On January 10, 2014, new CFPB amendments to Regulation X (implementing the Real Estate Settlement Procedures Act) and Regulation Z (implementing the Truth in Lending Act) became effective, imposing new requirements on loan servicers to respond to inquiries from residential mortgage loan borrowers within statutorily-specified time periods. An understanding of these amendments is important to minimize compliance and litigation risk for loan servicers.
Among the changes included in the CFPB amendments are the following:
- Payoff Statements. Requiring servicers to provide payoff statements within seven business days of receiving borrowers’ requests for the same (12 C.F.R. § 1026.36(c)(3)).
- Qualified Written Requests. Additional guidelines for responding to qualified written requests which allege certain statutorily-defined servicing errors. See 12 C.F.R. § 1024.35(b). Although servicers must still investigate and respond to most qualified written requests within 30 business days (12 C.F.R. § 1024.35(e)(3)(C)), servicers must respond to complaints relating to alleged erroneous payoff statements within seven business days (12 C.F.R. § 1024.35(e)(3)(A)) and are required to investigate alleged foreclosure proceeding irregularities before foreclosure sales may be held (12 C.F.R. § 1024.35(e)(3)(B)).

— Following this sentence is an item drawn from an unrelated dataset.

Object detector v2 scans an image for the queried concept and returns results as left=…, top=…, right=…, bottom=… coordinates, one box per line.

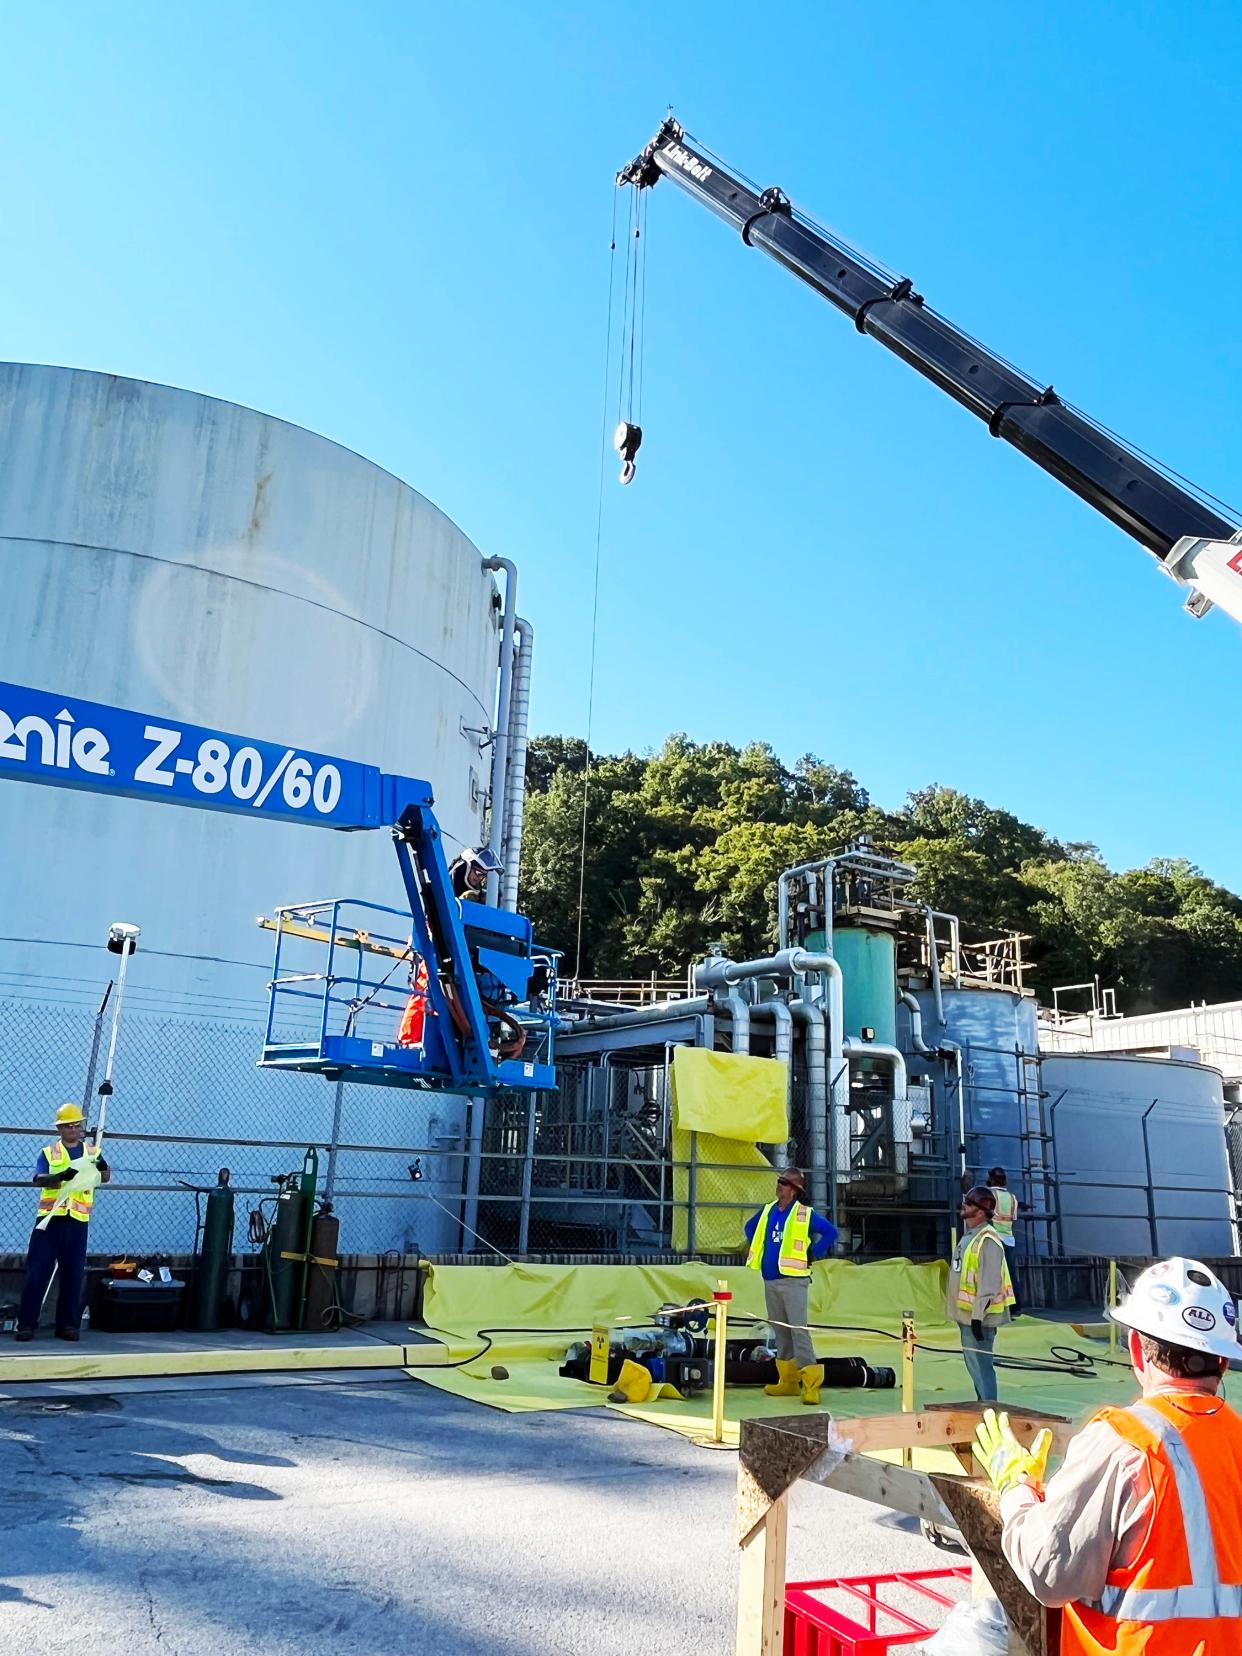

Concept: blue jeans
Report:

- Loss Mitigation. If a borrower sends a loss mitigation application to a servicer at least 45 calendar days before a scheduled foreclosure sale, the servicer must inform the borrower within five business days whether the borrower’s loss mitigation application is complete. 12 C.F.R. § 1024.41(b)(2)(B). If the borrower’s loss mitigation application is incomplete, the servicer must specifically inform the borrower what additional documents are required to complete the application. Id. If the servicer receives a completed loss mitigation application at least 37 calendar days before the foreclosure sale, it must decide whether the borrower is eligible for any loss mitigation options within 30 calendar days. 12 C.F.R. § 1024.41(c). Once the servicer determines whether the borrower qualifies for any loss mitigation option, the servicer must permit the borrower a minimum of seven calendar days to either accept the proffered loss mitigation option or appeal the servicer’s denial of the same. 12 C.F.R. § 1024.41(e). The regulations prohibit a foreclosure sale from taking place until after the servicer has denied the loss mitigation option and the either the time for the borrower to appeal the servicer’s decision has lapsed or the servicer has considered and rejected the borrower’s appeal. 12 C.F.R. § 1024.41(g)-(h).
In the coming months, these new rules are likely to lead to additional causes of action asserted against servicers by borrowers seeking to avoid foreclosure. However, due preparation in the form of updated compliance procedures and staff training, for example, could go some way towards minimizing litigation and compliance risks.